In each situation there are two kinds of perspectives. One perspective that’s clouded by worldly things and one perspective where you’re just thankful to be alive. It is all about how you view your situation and God’s plan as it plays out. Paul said that he “reckon[ed] that the sufferings of this present time are not worthy to be compared with the glory which shall be revealed in us” (Romans 8:18). Today’s sufferings are not even comparable with what we will receive in our eternal life with our Lord and Savior Christ Jesus.
I find myself one of the guiltiest people of falling short in the way I perceive the events in my life. As the school year began I had a stroke of bad luck with losing my great-grandmother, getting ill and winding up in the hospital, and my car being totaled all within four weeks. All I did in that time was complain to my boyfriend and wonder what I had done to “deserve” this…all while he had broken his collar bone on the very first play of his first football game of the season. After attending every summer workout, eating right, and doing everything possible to be the best that he could be, the thing he loved the most was taken from him, torn from his grasp.
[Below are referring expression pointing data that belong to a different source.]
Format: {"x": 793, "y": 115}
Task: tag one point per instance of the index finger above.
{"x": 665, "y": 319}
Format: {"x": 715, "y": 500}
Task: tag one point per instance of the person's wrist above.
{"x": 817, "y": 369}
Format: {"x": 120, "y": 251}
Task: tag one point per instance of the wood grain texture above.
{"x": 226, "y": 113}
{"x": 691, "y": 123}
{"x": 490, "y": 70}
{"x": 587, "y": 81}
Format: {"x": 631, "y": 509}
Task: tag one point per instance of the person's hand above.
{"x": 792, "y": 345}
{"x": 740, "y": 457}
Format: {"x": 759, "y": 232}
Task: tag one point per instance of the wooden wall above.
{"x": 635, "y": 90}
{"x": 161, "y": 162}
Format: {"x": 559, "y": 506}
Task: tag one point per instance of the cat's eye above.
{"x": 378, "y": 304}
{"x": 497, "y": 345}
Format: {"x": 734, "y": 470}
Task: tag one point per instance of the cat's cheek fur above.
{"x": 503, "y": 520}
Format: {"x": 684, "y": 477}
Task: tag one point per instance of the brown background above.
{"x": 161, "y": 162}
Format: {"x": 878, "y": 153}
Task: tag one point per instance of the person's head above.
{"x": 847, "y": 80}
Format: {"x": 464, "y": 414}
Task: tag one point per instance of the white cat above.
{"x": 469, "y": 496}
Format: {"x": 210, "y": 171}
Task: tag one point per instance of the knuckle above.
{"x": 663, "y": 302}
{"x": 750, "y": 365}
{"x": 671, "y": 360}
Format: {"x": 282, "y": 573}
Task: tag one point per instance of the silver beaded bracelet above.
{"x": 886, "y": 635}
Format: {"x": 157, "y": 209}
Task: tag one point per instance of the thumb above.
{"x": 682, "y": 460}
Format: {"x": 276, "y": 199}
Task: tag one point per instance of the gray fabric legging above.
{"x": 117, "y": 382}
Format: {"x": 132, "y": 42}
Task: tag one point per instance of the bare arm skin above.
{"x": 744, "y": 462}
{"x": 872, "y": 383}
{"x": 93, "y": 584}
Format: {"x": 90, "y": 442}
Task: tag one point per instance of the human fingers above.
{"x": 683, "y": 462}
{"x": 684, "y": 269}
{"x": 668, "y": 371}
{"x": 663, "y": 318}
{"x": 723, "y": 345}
Not once have I heard him complain because he left his situation in God’s hands, never questioning or asking why. Meanwhile I was caught up in a sickness I got over and a wreck that left me with a new car. My problems were pretty easily solved. Paul writes to the Corinthians that we should “look not at the things which are seen, but at the things which are not seen: for the things which are seen are temporal; but the things which are not seen are eternal” (2 Corinthians 4:18) We should always keep our perspective on our eternal life, rather than our worldly life.
Last Wednesday night in class our teacher walked in and asked us to stand if we were “filthy rich’. Of course, no one did except for about three people who had caught on to the fact this was another one of his trick questions. After getting the reaction that he knew he would, he began asking questions like “how many of you didn’t have food to eat last night, water or electricity, or a place to sleep? All of us were just quiet, we knew where he was going with this. Over half of the rest of the world doesn’t even have the basic necessities that we have, yet we allow Satan to cloud our perspective on life and think we have it bad because we don’t have as much as someone else has.
In Matthew 26:39, Jesus is saying his final prayer in the garden and says “O my Father, if it be possible, let this cup pass from me: nevertheless not as I will, but as thou wilt.” Even as he was preparing to be crucified, Jesus had the perspective that life is not about the worldly things that surround us constantly fogging up our view of the bigger picture, but about what is God’s will. If everyone could just take the time to realize that, our perspective on life could be so much lighter and positive. To give everything to God and realize how blessed we are to have the opportunities we do and that Jesus Christ died for us and gave us salvation is such a blessing and could change your whole perspective on life. So don’t give Satan the power to cloud your perspective. Point out your blessings and remember its all in God’s hands; give all glory to him in everything.